So anyways, back to present.

Instead of handing me my beanie, he reaches out to my hand and just like that, he's sitting beside me. I drop my wand and turn to him.

Awkward silence settles between us.

Turning to him, I watch him warily.

"Here…" he says, handing out my beanie to me.

I take it off his hands and put it on my head, and then I turn to look at him.

"What brings you here Potter?"

He looks as if he's hesitating to look my way. I searched for his eyes, but to no avail.

"U-Uh…"

"Come on, out with it!"

He swallows, scratching his cheek nervously.

"H-How are you?"

…

I stare, lips formed into a tight line.

…

"Who paid you to talk to me?"

"Rose- wait, no!"

But I was already packing my things right after he said a name. Damn Potter.

He grabs hold of my wrist, bringing me to him. And because of his suddenness, he spun me with such force that our faces were nearly inches from each other. We stare with shocked eyes.

I was the first to break away, a reasonable distance between us.

"S-Sorry…" I hear him say, shifting on his side.

"Why are you really here?" I ask, avoiding his eyes.

He doesn't answer immediately. Instead, he takes my sketchpad and goes over my drawings, some are moving, some are not. I see the fascination in his eyes as he flips each page.

"You're a good artist." He remarks, running a hand over my sketch of Hogwarts.

"Don't change the topic." I say, grabbing my sketchpad from his hands. "B-But thanks anyways…"

"You're welcome." I nod, giving him time to continue.
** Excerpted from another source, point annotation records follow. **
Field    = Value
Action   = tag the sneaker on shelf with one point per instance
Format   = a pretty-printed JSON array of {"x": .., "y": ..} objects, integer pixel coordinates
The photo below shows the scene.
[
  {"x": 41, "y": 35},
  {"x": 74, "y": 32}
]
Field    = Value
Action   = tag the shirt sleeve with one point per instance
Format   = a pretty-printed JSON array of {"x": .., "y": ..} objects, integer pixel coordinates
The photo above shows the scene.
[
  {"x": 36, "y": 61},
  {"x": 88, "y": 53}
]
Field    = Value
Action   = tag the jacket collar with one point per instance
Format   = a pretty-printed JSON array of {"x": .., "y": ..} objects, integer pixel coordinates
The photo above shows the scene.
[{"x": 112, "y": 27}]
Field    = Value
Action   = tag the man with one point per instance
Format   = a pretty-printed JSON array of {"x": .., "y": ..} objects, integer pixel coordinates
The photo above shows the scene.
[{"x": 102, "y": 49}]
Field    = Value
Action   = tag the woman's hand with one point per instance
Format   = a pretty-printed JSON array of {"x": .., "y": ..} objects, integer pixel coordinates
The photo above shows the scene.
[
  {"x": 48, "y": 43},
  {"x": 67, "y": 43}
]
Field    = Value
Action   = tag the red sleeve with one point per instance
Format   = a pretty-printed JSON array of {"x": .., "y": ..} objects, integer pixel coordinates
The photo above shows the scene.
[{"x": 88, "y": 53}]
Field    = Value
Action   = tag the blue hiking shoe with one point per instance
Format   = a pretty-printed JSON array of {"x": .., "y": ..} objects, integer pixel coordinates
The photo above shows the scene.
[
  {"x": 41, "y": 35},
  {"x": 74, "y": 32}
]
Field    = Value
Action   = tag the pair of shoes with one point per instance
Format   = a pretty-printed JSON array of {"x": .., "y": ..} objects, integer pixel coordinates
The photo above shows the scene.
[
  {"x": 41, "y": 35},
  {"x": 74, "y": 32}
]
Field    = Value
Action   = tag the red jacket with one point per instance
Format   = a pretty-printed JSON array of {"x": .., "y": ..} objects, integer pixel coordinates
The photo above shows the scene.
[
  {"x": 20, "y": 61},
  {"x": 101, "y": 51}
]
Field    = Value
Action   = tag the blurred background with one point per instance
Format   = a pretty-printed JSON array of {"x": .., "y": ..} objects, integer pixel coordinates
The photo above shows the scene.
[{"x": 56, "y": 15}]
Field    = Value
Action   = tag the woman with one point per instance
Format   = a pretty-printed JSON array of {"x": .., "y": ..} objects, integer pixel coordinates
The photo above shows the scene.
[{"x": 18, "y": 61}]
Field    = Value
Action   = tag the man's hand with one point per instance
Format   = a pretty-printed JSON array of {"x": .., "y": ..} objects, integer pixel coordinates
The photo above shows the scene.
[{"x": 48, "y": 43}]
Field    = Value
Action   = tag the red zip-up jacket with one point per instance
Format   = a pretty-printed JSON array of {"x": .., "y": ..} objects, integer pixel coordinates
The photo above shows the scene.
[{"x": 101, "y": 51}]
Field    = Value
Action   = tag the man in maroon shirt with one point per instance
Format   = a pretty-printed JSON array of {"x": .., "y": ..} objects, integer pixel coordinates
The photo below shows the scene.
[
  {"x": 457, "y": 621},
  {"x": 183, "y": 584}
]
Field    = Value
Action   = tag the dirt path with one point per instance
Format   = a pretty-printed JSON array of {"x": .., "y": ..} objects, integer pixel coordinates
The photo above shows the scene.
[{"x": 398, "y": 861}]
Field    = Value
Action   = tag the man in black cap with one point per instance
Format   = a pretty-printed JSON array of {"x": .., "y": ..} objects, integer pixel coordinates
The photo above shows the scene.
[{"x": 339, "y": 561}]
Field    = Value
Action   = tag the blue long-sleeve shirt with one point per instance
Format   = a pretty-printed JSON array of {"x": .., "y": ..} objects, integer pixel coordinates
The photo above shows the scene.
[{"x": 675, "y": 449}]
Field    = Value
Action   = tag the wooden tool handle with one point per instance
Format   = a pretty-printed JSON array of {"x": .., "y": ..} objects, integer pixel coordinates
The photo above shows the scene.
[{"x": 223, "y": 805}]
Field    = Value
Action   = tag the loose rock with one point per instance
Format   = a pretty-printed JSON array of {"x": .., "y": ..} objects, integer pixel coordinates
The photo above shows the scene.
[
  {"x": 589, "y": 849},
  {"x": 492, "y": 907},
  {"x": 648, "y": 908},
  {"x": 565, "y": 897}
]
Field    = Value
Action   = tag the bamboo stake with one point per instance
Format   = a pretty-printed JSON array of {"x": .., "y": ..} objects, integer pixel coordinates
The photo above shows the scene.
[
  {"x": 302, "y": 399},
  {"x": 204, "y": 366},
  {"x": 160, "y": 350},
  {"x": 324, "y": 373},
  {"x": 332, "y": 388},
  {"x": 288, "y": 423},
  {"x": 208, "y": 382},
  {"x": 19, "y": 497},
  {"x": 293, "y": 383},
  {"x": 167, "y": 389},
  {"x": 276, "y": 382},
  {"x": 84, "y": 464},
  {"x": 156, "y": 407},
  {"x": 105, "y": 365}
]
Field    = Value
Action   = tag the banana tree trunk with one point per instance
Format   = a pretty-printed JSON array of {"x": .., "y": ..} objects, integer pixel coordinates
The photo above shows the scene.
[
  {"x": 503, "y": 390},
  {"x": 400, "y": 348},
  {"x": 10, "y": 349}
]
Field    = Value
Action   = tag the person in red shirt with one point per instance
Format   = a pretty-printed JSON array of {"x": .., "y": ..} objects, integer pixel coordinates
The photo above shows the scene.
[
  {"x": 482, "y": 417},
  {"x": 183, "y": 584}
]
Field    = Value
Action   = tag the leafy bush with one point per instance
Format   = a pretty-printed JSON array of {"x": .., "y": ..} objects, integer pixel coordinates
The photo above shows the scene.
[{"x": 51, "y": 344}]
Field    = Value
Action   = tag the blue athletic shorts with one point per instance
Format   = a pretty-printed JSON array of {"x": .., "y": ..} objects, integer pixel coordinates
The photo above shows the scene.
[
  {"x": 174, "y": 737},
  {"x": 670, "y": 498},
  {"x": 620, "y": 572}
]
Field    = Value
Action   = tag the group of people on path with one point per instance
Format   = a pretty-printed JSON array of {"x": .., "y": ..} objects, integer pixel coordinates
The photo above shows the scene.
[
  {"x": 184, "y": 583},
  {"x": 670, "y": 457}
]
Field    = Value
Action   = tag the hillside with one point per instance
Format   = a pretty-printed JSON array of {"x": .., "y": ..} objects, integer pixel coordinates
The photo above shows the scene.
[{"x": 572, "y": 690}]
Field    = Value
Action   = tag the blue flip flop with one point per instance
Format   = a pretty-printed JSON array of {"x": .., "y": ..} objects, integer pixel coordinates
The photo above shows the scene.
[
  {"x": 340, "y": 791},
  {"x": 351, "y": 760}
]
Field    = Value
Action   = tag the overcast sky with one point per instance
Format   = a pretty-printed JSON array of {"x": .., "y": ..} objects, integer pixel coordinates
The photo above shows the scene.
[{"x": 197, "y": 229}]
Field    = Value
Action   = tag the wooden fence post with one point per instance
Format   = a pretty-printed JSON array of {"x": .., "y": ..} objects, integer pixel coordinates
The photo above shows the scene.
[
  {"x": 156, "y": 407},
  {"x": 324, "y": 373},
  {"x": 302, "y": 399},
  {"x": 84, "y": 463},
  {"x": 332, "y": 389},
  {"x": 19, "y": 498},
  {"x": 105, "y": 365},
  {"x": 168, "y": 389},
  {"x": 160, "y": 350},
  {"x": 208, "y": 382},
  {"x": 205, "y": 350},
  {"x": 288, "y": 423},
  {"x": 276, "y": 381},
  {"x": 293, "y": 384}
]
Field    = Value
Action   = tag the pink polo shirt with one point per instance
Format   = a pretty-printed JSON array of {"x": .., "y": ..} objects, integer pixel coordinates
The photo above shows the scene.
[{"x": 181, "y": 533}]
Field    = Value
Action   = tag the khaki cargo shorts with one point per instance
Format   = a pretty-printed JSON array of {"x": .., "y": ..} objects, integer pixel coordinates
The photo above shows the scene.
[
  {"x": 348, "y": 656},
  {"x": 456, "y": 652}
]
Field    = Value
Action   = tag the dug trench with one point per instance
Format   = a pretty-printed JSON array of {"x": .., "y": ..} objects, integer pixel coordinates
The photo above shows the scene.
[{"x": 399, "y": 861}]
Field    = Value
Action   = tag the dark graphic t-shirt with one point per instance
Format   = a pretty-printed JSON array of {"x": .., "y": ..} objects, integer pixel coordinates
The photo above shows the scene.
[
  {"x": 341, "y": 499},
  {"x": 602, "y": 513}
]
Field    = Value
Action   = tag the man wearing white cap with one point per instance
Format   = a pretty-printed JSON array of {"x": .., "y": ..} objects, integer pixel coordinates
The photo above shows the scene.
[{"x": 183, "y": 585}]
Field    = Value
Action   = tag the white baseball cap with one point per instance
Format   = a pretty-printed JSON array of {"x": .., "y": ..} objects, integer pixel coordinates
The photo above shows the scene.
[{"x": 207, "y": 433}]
He takes a deep breathe, green eyes slowly meeting mine. "Though I'm 3 years late, I just wanted to say…I'm sorry."

"For what?" I ask stupidly, though I already know what he's apologizing about, I just wanted to play dumb and hear it straight from his mouth.

Taking another deep breathe, he turns away and plays with his feet. "F-For what happened when we were second year, for spreading over your condition, for failing to protect you and for your…erhm, hair."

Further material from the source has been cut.